In specialised careers such as the medical, legal, investment etc. fields women are mostly seen as equals to their male colleagues. Therefore corporate perceptions are less of an issue. In the larger corporations, though senior women executives and managers still experience it is a man’s world where they need to prove their value. This is certainly the case in the Afrikaner white male dominated environments. Corporate perceptions here around women are strong. Men in English corporations appear to be more accepting of their women colleagues.
Unless a woman has specialised and offers some technical expertise she will most likely be appointed at senior levels in softer roles eg HR, Training.
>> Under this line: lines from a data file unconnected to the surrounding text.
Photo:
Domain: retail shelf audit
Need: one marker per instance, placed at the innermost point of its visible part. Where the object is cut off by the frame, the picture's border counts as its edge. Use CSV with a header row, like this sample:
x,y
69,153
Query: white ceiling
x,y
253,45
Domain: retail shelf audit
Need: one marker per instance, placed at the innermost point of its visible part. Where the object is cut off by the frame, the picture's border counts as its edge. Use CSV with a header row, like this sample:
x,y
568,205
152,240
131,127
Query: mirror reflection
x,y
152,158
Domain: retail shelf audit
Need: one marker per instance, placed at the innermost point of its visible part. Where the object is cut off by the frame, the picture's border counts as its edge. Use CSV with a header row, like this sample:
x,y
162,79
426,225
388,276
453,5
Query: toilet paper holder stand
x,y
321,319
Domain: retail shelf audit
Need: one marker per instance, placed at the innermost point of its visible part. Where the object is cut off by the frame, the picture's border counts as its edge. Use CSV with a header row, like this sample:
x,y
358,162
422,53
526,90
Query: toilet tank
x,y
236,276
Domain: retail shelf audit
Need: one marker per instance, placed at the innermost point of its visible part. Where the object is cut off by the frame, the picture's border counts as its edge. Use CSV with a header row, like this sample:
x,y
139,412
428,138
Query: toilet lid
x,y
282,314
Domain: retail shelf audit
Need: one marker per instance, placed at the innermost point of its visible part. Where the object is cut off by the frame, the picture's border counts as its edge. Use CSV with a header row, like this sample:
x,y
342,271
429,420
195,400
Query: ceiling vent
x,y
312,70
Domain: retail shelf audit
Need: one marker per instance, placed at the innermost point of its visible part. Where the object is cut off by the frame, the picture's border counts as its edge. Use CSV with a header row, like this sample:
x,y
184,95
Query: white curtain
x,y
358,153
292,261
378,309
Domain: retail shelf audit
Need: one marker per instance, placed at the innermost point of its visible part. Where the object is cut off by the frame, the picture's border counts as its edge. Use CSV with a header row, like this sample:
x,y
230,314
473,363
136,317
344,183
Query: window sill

This often occurs across all kinds of industries. As a result many women subconsciously feel the need to prove their worth. They work harder, put in longer hours or feel pressurised to get more qualifications, especially from overseas institutions.
We have all experienced senior women executives in the corporate world who play the political game or model themselves on men. Their behaviour is often characterised by being accommodating and supportive with seniors and peers but calculating, ruthless and trampling on people below them.
These women are no longer seen as role models by their younger counterparts who have a need to be authentic and uphold their values. At the same time it does leave many women torn between their values and what they need to do to advance up the corporate ladder.
As women we need to ensure that we do not consciously or unconsciously fall into the trap of seeing ourselves as “lesser than”. It would be helpful for us to sit back every now and then and reflect on what we are experiencing in the workplace. This gives us the chance to consciously observe what is happening. We can then gauge whether we are taking issues too personally or if we need to assert ourselves.
Most of the successful women I interviewed commented that they did not react to comments from their male colleagues. However, one senior manager worked very actively at changing perceptions and beliefs among her male colleagues. She felt she could be outspoken because she was a top performer.
I cannot help wondering if women take the path of least resistance at times by keeping quiet? Surely if we speak up we change paradigms or at least provide our male colleagues with some food for thought. A woman general manager at a large institution is told by a male colleague that for a woman her board report is not too bad. Her response: she just kept quiet. But back at the office she gave the men who report to her a hard time. Could she not rather have dealt with the cause by taking him on about his inappropriate comment especially as she is highly competent in her job? Is she perpetuating this kind of behaviour with her silence? Many women in my research indicated that they prefer to ignore facetious comments and just focus on their work.
Challenges around corporate perceptions at work do create opportunities for self-empowerment. It is normal to have insecurities. It is crucial though to ensure that stereotypical perceptions do not break down your self-esteem and self-worth. What we need to work out is if there is any validity in the perceptions. If it is more about our male colleague’s ego, then decide if you want to say something or not. It may be worthwhile talking to him in a one to one meeting. On the other hand some people need to be taken on in a group.
It is crucial that you do not see yourself as a victim in such situations. A victim always feels dis-empowered. Women are socialised from a young age to keep other people happy. So over time we see our role as the People Pleaser who is responsible for the happiness of others, even if it comes at our expense. It is important to find our own voice: What do we feel strongly about? Are we subtly being “coerced or manipulated” to keep quiet about issues that need to be addressed? What can we do to change this?
When you have children you are more likely to have more gibes at work e.g. “Are you working half day?” (When you need to leave work at 5.00 to collect your child from day care). Unless you voice your needs your seniors will arrange conferences out of town. It is our role to assert ourselves about travelling and being away from home when we have children. Not everyone is fortunate enough to have good support systems in place.
One executive commented that she found coaching invaluable when she was promoted. Coaching helped her to work through challenges, prioritise and address her needs. It also helped her identify strategies to address perceptions of women within the work place. There are many unspoken issues at work that have a direct impact on our emotional and physical well-being.